While working across the street at Norwich PD that night, I remember thinking that as hard as my job was sometimes, it couldn't possibly compare to what the dispatchers in New York City, Washington DC, and a small town in Pennsylvania were going through. And I'm sure they will continue to go through it for the rest of their lives. Over and over and over again. I'm sure they're hard enough on themselves, maybe the rest of the country could give them a break and not be so hell-bent on releasing tapes that will do no good to anyone who either lived or died on that most horrific of days.


  1. It is very interesting to hear your perspective as a dispatcher. I, too, am unable to listen to any released tapes, just like I couldn't watch the movies United 93 or World Trade Center. No way, no how. But healing--personally and collectively--comes in all shapes and sizes, and others may find a lot of value in what's presented on those audio tapes or in film. I will be interested to read the other comments on this issue.

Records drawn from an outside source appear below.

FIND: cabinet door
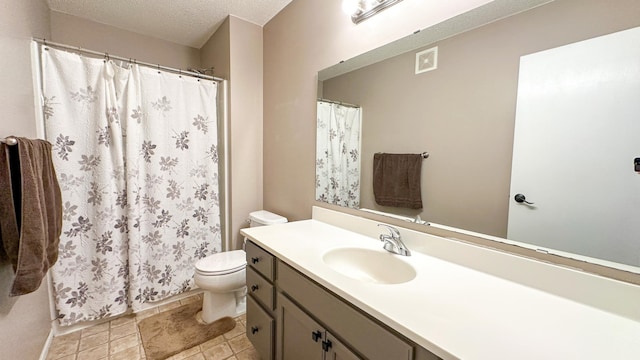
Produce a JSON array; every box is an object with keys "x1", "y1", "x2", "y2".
[
  {"x1": 325, "y1": 332, "x2": 361, "y2": 360},
  {"x1": 247, "y1": 296, "x2": 274, "y2": 360},
  {"x1": 276, "y1": 293, "x2": 325, "y2": 360}
]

  2. I agree with you Linda. Those who want so badly to hear these tapes are the same people who will comlpain about them being "too graphic". As if it were some sort of entertainment instead of these people begging to be saved or looking for an ear to listen to their last words. God bless you guys for doing what you do, I would never be able to. We can only sit back as a nations wounds are re-opened, not to mention the families and co-workers. God help them.

  3. Anonymous7:55 AM EDT

    While i agree with you Linda, as far as a dispatchers point of view, and the fact that it will re-hash the "what if we had done things differently?" debate, I also can see wanting to hear the tapes if I was a family member of a caller. Many family members don't know how their loved ones died and i know some people think ignorance is bliss, but I think I am the type of person that even if it was hard to hear or "graphic" I would get more closure in hearing my loved ones final moments. Some people may not understand that, but it depends on how you greive and what you need to move on. Everyone has a different and personal way in dealing with tragedy and I hope if the tapes have to be released they will bring some people peace.

  4. I couldn't have ever done what you do. Put me there in the action okay, because I will have some control. Very well done and I concur. :)

  5. I watched the Kevin Cosgrove video this weekend. I watch the videos because I want to understand. It's probably bad for me...I have trouble putting the memories away once I let them loose.

    But I listened to the dispatcher do her best to remain calm, when she had to know that the guy on the 105th floor was going to die because he was above the fires and no one was going to be able to get to him.

    I hope I could have done the same. I have so much respect for those who can.